This study was approved by the Biomedical Research Ethics Committee of Peking University First Hospital (Beijing, China, IRB00001052-18004). Written informed consents were also obtained from all patients.
RNA-sequencing and clinical follow-up (overall survival (OS) and relapse-free survival (RFS)) data of 530 ccRCC tissues were downloaded from TCGA. RNA-sequencing data of GSE40435, GSE53757, GSE66272, GSE126964 and GSE73731 datasets was obtained from GEO. The data of immune cells infiltration in TCGA-KIRC was gained from TIP -- Tracking Tumor Immunophenotype.
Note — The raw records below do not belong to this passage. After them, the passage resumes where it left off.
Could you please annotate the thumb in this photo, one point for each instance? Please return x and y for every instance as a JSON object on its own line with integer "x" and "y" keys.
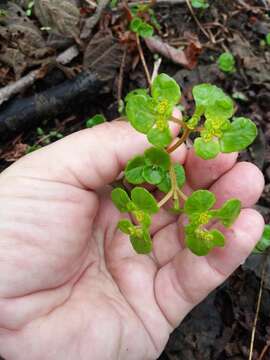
{"x": 88, "y": 159}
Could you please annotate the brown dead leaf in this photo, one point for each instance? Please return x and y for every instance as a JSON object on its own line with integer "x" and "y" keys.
{"x": 103, "y": 55}
{"x": 187, "y": 58}
{"x": 192, "y": 51}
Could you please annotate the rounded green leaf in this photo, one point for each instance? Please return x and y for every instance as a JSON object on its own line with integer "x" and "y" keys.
{"x": 264, "y": 243}
{"x": 196, "y": 244}
{"x": 180, "y": 175}
{"x": 143, "y": 244}
{"x": 226, "y": 62}
{"x": 238, "y": 136}
{"x": 158, "y": 157}
{"x": 229, "y": 212}
{"x": 144, "y": 200}
{"x": 135, "y": 24}
{"x": 134, "y": 170}
{"x": 165, "y": 87}
{"x": 160, "y": 138}
{"x": 120, "y": 199}
{"x": 206, "y": 150}
{"x": 125, "y": 226}
{"x": 145, "y": 30}
{"x": 95, "y": 120}
{"x": 199, "y": 201}
{"x": 213, "y": 100}
{"x": 139, "y": 113}
{"x": 153, "y": 174}
{"x": 199, "y": 4}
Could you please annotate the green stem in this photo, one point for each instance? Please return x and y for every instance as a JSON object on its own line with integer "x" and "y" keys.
{"x": 165, "y": 199}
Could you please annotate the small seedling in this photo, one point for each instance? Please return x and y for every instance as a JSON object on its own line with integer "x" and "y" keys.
{"x": 95, "y": 120}
{"x": 3, "y": 13}
{"x": 226, "y": 62}
{"x": 199, "y": 4}
{"x": 150, "y": 113}
{"x": 141, "y": 27}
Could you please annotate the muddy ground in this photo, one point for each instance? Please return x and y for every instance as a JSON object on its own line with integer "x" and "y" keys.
{"x": 101, "y": 52}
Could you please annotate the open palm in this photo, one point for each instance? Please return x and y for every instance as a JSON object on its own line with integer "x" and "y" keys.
{"x": 71, "y": 286}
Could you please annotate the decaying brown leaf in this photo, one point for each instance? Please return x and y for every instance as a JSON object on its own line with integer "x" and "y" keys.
{"x": 103, "y": 56}
{"x": 186, "y": 58}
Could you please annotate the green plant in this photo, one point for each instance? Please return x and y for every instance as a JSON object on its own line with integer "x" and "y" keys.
{"x": 150, "y": 113}
{"x": 267, "y": 39}
{"x": 3, "y": 13}
{"x": 264, "y": 243}
{"x": 200, "y": 4}
{"x": 29, "y": 9}
{"x": 95, "y": 120}
{"x": 226, "y": 62}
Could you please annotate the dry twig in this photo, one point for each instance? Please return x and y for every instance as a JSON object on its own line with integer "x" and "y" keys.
{"x": 257, "y": 309}
{"x": 148, "y": 77}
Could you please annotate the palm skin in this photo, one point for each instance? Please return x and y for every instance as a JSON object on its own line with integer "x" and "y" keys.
{"x": 71, "y": 287}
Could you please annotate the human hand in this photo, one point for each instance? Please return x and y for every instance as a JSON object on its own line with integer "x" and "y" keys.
{"x": 71, "y": 286}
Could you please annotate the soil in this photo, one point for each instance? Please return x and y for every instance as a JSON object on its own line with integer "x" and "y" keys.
{"x": 220, "y": 327}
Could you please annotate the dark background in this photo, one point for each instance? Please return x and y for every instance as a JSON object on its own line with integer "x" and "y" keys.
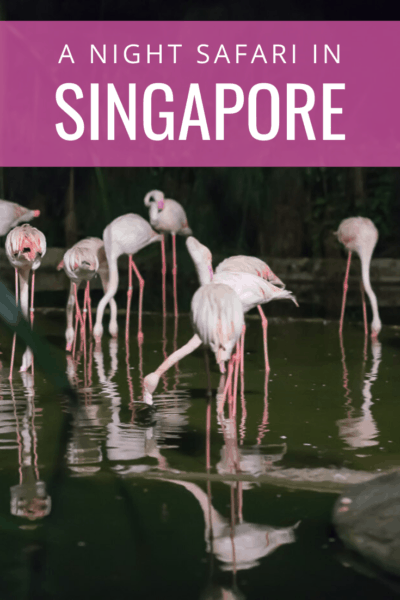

54 pairs of matched paraffin section samples (ccRCC and adjacent normal tissue) were utilized to perform immunohistochemistry staining to measure the protein expression of ACE2, CD45RA and CD45RO. The specific primary antibody information is as follows: anti-ACE2 (Affinity, AF5165, 1:100 dilution), anti-CD45RA (Abcam, ab755, 1:2000 dilution) and anti-CD45RO (Abcam, ab23, 1:1000 dilution).
The normal human renal tubular epithelial cell line HK2 and several ccRCC cell lines including 786-O, OSRC2 and A498 were used in this study. Protein was extracted from these cell lines using the RIPA buffer, and BCA method was utilized to quantitate the total protein levels. Then protein was separated by SDS-PAGE and transblotted to PVDF membranes. The membranes were blocked using 5% skimmed milk powder and incubated overnight at 4 °C with anti-ACE2 (Affinity, AF5165, 1:1000 dilution) and anti-GAPDH (Proteintech, Lot:00075847, 1:10000 dilution).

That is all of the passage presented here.